To date, three Quanta articles have been selected for the “Best Writing on Mathematics” anthologies, “A Proof That Some Spaces Can’t Be Cut,” by Kevin Hartnett; “Mathematicians Chase Moonshine’s Shadow,” by Erica Klarreich; and, “At the Far Ends of a New Universal Law” by senior physics writer Natalie Wolchover.

Natalie Wolchover also received the 2016 Evert Clark/Seth Payne Award, the Council for the Advancement of Science Writing’s annual prize for young science journalists, for four of her articles in Quanta, “Gravitational Waves Discovered at Long Last,” “The Quantum Secret to Superconductivity”, “Visions of Future Physics,” and “A Fight for the Soul of Science.”

The redesign

Quanta partnered with designers at Belgium-based DogStudio, developers at New-York-based Barrel and strategists at Atlantic Media Strategies to reimagine and reinvent its website, logo and brand story.

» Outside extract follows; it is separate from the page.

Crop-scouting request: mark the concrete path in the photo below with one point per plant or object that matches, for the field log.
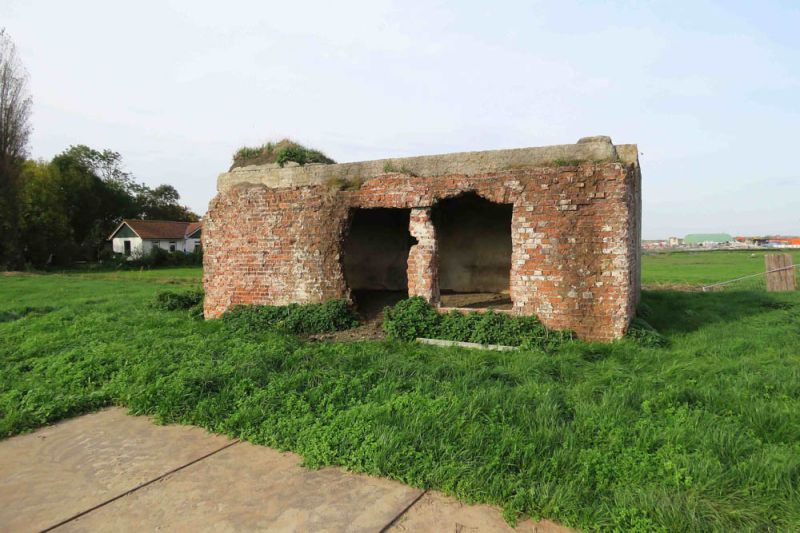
(112, 472)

The new site dovetails aesthetically and technologically with modern user needs and expectations. It renders beautifully across devices and platforms, and related content is more seamlessly integrated. Users will find it easier to share Quanta’s stories on social media, to engage in conversations on the site and to search for specific content.

Editors have been given new tools to highlight the best bits of information for site users, and, in turn, users now have tools to curate personalized reading lists.

“While our commitment to incisive, accurate reporting remains the same, this is a complete reimagining of the Quanta experience,” Lin says. “Staying informed about the biggest mysteries in the universe need not feel like falling into a black hole. It can be expansive, open and delightful.”